Aku benar-benar terharu mendengar kisah hidupnya. Dia mempunyai cita-cita yang tinggi, dan sangat sulit untuk terwujud, meskipun dia sudah berusaha semampunya. Aku pun hanya bisa menghiburnya. Dia sudah tidak ingin pulang ke rumahnya. Tiba-tiba terlintas ide di pikiranku. Aku menawarkan pekerjaan di restoran padanya. Awalnya dia ragu, tapi akhirnya di mau. Aku pun mengajaknya pulang ke rumah.
Mama menyambut kami dengan air mata. Ya Tuhan, maafkan aku telah membuat mamaku menangis. Aku memperkenalkan mama pada Putri. Untuk sementara, Putri akan tinggal di rumah kami. Dan lagi, terlintas sesuatu di pikiranku. Aku meminta izin Putri untuk menjadikan kisah hidupnya menjadi sebuah cerpen yang akan kubuat untuk mengikuti lomba. Dan dia mengizinkan, asalkan tidak mencantumkan nama aslinya. Ya, benar, aku akan ikut lomba itu! Aku tidak akan mengecewakan mama.

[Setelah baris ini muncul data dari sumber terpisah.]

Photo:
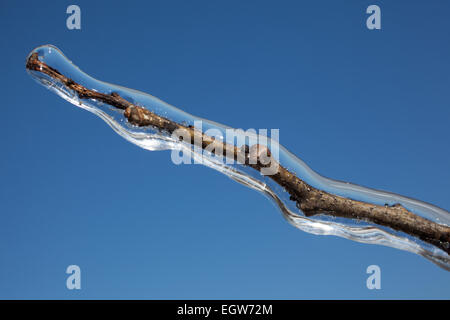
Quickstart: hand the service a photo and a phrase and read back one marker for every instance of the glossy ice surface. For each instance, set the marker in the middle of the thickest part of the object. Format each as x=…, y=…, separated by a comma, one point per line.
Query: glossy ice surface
x=151, y=139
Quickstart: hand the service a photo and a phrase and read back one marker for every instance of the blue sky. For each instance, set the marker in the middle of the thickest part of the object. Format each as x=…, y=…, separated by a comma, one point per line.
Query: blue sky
x=370, y=107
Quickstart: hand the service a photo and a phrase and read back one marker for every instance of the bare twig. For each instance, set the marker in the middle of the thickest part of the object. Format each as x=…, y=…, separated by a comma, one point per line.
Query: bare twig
x=309, y=200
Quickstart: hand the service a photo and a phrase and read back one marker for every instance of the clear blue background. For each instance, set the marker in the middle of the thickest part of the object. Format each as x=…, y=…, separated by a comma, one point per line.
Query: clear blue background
x=370, y=107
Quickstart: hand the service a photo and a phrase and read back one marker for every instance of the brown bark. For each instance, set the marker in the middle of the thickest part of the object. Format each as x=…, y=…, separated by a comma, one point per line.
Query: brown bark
x=309, y=200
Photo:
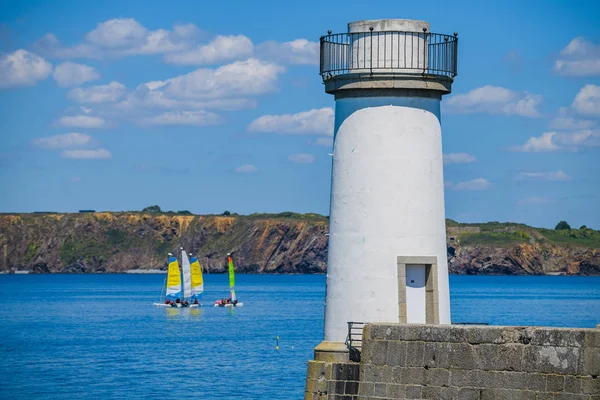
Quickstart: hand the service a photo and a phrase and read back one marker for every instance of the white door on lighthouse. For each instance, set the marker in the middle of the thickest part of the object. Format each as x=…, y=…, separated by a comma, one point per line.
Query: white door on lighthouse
x=415, y=294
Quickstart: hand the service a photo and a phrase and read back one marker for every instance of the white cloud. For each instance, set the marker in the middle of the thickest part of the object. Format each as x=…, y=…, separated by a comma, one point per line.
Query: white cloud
x=569, y=123
x=459, y=158
x=22, y=68
x=197, y=118
x=120, y=32
x=475, y=184
x=553, y=141
x=540, y=144
x=238, y=79
x=574, y=140
x=49, y=46
x=65, y=141
x=98, y=94
x=81, y=121
x=324, y=141
x=119, y=37
x=246, y=169
x=299, y=51
x=302, y=158
x=71, y=74
x=495, y=100
x=97, y=154
x=587, y=101
x=579, y=58
x=316, y=121
x=221, y=48
x=545, y=176
x=533, y=201
x=150, y=96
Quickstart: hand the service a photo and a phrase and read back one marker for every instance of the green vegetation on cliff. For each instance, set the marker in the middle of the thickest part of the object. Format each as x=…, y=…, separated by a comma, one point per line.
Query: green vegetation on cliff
x=263, y=243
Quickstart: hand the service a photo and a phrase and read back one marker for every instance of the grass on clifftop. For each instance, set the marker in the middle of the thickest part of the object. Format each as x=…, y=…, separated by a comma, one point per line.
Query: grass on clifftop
x=503, y=234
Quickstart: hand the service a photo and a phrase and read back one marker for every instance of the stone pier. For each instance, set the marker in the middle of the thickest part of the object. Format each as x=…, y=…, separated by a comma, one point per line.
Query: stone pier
x=464, y=363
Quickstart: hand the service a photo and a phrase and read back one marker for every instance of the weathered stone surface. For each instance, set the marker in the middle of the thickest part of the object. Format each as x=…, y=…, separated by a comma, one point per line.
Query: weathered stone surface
x=396, y=353
x=413, y=376
x=503, y=379
x=591, y=361
x=467, y=362
x=437, y=377
x=366, y=389
x=536, y=382
x=379, y=352
x=499, y=357
x=555, y=383
x=590, y=385
x=571, y=396
x=413, y=392
x=465, y=378
x=462, y=355
x=550, y=359
x=396, y=391
x=592, y=337
x=468, y=394
x=414, y=354
x=509, y=394
x=431, y=392
x=380, y=390
x=572, y=384
x=484, y=334
x=558, y=337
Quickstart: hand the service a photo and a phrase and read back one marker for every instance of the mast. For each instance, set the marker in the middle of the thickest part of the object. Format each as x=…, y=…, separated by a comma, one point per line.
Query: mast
x=187, y=279
x=231, y=277
x=197, y=281
x=173, y=279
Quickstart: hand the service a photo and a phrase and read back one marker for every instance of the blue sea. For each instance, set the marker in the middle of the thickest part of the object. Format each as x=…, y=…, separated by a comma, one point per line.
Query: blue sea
x=98, y=336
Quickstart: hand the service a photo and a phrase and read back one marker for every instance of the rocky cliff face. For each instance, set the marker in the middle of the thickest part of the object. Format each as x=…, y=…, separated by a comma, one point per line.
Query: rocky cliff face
x=294, y=243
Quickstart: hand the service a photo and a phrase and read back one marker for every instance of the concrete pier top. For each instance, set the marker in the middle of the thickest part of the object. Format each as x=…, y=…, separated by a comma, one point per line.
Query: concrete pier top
x=389, y=25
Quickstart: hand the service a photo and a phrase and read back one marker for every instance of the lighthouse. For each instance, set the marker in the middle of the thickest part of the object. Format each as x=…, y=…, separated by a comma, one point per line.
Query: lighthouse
x=387, y=236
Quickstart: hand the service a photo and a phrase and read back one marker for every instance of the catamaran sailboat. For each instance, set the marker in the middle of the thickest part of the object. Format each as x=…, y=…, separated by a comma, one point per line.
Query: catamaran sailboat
x=232, y=301
x=193, y=285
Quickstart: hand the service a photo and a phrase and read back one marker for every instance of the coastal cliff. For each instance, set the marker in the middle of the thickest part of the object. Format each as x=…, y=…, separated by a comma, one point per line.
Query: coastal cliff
x=263, y=243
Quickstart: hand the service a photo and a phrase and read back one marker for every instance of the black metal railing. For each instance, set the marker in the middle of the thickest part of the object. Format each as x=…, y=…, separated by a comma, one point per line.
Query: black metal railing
x=389, y=52
x=354, y=340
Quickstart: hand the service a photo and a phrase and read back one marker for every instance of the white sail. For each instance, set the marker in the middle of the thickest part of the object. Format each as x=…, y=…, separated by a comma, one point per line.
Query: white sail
x=187, y=278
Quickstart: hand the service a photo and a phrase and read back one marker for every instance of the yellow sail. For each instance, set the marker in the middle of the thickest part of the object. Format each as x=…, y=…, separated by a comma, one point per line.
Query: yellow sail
x=197, y=281
x=231, y=278
x=173, y=279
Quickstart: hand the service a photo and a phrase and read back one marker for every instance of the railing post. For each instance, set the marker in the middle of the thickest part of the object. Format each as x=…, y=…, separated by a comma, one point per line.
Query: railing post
x=371, y=58
x=455, y=63
x=322, y=55
x=338, y=53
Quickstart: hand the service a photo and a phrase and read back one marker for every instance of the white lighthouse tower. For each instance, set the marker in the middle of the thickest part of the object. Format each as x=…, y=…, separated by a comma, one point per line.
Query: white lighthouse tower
x=387, y=235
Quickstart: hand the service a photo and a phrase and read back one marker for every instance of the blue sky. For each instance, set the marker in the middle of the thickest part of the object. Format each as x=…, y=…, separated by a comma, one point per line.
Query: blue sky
x=213, y=106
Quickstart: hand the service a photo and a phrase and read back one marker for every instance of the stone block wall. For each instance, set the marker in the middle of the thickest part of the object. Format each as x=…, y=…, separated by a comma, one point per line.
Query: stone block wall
x=479, y=363
x=332, y=380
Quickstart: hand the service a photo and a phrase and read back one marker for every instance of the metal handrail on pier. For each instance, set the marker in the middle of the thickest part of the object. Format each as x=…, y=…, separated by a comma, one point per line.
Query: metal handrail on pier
x=354, y=340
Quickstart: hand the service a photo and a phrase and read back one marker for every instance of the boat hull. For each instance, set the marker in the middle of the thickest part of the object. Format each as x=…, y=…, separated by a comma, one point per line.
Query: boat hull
x=230, y=305
x=177, y=306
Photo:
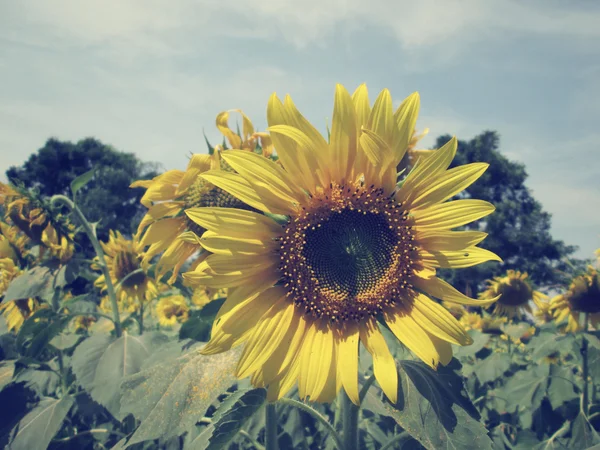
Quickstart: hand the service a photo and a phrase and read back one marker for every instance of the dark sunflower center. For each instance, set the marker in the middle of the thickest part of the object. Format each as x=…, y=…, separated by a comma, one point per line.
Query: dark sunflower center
x=348, y=254
x=351, y=251
x=126, y=263
x=585, y=296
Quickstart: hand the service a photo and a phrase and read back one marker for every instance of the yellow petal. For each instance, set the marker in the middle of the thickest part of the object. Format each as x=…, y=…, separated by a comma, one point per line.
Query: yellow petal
x=413, y=336
x=235, y=222
x=426, y=171
x=436, y=240
x=453, y=214
x=447, y=185
x=224, y=271
x=266, y=337
x=240, y=188
x=438, y=288
x=360, y=98
x=406, y=119
x=453, y=259
x=263, y=174
x=436, y=320
x=290, y=147
x=443, y=348
x=347, y=344
x=343, y=139
x=384, y=366
x=227, y=245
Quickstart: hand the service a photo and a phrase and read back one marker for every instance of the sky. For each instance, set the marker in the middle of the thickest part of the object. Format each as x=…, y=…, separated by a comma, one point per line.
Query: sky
x=149, y=77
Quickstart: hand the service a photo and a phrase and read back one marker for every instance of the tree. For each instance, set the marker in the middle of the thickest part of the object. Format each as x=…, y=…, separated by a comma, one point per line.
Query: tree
x=519, y=229
x=107, y=198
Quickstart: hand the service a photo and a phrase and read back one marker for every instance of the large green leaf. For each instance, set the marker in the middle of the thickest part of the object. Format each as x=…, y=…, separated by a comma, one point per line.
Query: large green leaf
x=583, y=434
x=434, y=408
x=229, y=419
x=101, y=362
x=492, y=367
x=169, y=398
x=36, y=282
x=526, y=388
x=479, y=341
x=38, y=427
x=547, y=343
x=561, y=386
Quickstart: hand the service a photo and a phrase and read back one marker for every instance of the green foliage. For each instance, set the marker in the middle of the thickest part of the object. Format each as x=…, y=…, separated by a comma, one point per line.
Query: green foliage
x=62, y=167
x=101, y=362
x=519, y=229
x=38, y=427
x=169, y=398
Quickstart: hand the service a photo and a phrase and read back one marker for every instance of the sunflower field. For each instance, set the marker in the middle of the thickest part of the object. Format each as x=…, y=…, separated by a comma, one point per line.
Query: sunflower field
x=288, y=290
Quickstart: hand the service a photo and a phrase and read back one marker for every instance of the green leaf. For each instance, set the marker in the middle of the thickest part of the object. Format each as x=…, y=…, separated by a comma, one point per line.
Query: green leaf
x=547, y=343
x=7, y=369
x=101, y=362
x=37, y=331
x=583, y=434
x=433, y=407
x=81, y=181
x=169, y=398
x=527, y=387
x=65, y=341
x=229, y=419
x=36, y=282
x=38, y=427
x=561, y=386
x=479, y=341
x=492, y=367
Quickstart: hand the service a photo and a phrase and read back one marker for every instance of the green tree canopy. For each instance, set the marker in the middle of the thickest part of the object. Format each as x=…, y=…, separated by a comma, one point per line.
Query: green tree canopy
x=519, y=229
x=107, y=198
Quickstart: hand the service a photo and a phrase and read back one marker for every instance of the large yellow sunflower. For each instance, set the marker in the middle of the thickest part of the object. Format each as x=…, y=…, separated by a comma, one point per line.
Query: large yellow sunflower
x=515, y=291
x=583, y=296
x=347, y=247
x=165, y=228
x=123, y=258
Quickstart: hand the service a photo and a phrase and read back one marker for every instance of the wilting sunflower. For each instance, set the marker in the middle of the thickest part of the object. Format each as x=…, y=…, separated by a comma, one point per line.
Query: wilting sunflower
x=347, y=246
x=172, y=309
x=32, y=217
x=583, y=296
x=515, y=291
x=131, y=281
x=165, y=228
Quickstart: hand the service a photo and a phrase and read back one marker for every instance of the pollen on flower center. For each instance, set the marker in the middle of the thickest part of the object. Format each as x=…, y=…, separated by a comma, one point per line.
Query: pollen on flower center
x=348, y=254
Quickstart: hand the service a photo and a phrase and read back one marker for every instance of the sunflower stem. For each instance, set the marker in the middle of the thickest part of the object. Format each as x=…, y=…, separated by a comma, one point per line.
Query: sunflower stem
x=349, y=422
x=271, y=427
x=584, y=354
x=99, y=252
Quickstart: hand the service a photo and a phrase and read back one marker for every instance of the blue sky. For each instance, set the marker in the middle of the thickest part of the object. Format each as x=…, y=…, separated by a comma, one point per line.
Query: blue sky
x=148, y=78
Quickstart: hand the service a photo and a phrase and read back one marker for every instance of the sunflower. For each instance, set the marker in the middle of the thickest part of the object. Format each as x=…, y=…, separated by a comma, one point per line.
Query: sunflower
x=165, y=228
x=583, y=296
x=339, y=246
x=13, y=244
x=202, y=295
x=171, y=310
x=131, y=281
x=31, y=215
x=515, y=291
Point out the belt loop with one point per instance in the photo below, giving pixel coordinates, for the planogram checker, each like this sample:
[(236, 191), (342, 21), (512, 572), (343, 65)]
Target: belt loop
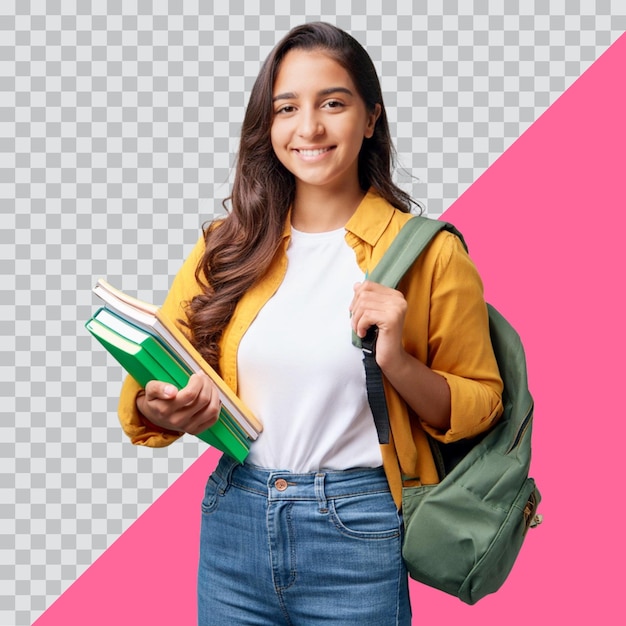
[(320, 492)]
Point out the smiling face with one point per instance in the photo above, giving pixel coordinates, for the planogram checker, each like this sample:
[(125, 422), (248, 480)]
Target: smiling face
[(319, 122)]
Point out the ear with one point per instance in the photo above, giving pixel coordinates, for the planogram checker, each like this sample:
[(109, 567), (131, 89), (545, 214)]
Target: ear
[(372, 118)]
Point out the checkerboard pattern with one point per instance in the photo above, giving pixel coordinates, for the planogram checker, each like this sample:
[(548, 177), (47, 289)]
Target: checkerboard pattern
[(119, 126)]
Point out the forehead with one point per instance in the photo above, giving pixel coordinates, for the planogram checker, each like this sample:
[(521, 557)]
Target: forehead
[(304, 70)]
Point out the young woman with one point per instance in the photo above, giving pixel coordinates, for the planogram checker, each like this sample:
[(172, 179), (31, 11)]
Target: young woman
[(309, 529)]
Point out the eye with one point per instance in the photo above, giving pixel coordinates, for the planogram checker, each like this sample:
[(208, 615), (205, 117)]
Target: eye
[(287, 108), (333, 104)]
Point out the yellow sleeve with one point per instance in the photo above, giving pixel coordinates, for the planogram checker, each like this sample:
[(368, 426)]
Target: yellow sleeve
[(136, 426), (459, 345)]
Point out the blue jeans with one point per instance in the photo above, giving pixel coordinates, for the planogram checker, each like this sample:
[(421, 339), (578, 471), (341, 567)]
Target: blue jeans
[(299, 549)]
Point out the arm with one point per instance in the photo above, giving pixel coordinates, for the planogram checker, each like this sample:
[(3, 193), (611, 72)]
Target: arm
[(446, 330), (424, 390)]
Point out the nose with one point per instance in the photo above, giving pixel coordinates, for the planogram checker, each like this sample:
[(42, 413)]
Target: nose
[(309, 124)]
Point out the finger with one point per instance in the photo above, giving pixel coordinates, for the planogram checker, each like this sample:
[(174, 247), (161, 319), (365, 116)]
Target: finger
[(158, 390), (193, 390)]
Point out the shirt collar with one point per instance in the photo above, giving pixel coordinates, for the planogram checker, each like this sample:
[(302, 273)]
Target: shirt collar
[(371, 218), (368, 222)]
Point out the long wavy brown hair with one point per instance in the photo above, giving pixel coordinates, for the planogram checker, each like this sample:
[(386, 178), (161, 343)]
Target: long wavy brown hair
[(240, 248)]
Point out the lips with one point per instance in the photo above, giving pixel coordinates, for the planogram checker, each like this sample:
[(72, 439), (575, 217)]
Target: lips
[(306, 152)]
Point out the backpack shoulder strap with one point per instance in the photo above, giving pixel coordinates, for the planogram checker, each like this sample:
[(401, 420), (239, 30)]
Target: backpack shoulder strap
[(407, 246)]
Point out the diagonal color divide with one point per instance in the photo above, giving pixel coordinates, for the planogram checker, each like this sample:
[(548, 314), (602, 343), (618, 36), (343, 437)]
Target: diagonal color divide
[(544, 226)]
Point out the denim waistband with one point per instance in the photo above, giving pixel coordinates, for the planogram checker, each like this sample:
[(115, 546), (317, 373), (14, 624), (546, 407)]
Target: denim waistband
[(285, 485)]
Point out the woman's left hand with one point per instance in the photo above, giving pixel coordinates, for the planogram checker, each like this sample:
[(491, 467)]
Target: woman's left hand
[(376, 305)]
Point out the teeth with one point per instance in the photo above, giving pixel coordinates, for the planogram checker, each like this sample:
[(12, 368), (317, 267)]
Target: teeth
[(313, 152)]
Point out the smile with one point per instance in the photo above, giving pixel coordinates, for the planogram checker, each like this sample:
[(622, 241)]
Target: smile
[(313, 153)]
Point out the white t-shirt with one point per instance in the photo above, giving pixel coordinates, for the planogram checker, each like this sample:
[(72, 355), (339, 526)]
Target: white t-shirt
[(298, 370)]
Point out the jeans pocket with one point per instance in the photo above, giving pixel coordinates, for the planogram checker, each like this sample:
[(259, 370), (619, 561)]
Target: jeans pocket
[(215, 487), (366, 516)]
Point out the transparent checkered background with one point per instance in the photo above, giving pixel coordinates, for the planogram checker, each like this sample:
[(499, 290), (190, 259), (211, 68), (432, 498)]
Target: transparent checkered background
[(119, 124)]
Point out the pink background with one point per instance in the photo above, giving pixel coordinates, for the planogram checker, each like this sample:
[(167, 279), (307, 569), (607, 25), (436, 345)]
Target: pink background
[(544, 225)]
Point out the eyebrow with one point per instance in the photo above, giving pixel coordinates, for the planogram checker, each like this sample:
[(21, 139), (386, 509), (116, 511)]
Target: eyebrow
[(290, 95)]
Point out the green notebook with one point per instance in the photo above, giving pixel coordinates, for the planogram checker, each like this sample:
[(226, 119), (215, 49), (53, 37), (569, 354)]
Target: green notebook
[(145, 358)]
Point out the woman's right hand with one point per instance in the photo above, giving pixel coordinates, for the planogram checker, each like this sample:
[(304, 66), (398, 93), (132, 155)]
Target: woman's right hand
[(192, 409)]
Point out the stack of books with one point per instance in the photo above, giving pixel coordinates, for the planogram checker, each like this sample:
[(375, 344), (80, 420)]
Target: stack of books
[(149, 346)]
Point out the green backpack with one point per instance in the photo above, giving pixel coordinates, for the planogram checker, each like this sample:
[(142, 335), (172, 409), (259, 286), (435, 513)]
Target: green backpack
[(462, 536)]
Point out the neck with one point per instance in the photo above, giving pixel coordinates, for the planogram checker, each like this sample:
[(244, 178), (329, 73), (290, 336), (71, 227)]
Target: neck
[(318, 210)]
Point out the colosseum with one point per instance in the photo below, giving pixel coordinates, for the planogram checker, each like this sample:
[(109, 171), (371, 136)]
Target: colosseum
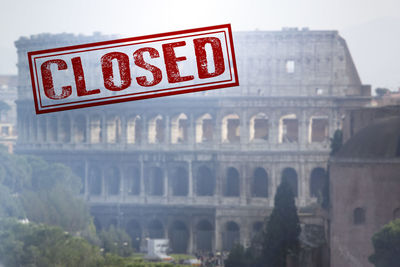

Sebulan telah berlalu. Hari ini adalah hari pengumuman hasil lomba menulis yang kuikuti sebulah lalu untuk menyenangkan hati mama, sahabatku Dinda, serta Jo yang telah memberikan selembar kertas yang cukup bisa mengubah mimpiku, dan yang entah mengapa selalu ada di sisiku dalam situasi apapun.
Kubuka inbox e-mailku, dan kulihat e-mail yang sudah kami tunggu-tunggu. Subjectnya, CONGRATULATION. Aku pun membaca isinya. Dan saat itu, khayalan mulai menari-nari di benakku, mengawali mimpi yang mulai mekar, hal yang pastinya akan membuat orang-orang yang menyayangiku tersenyum bahagia.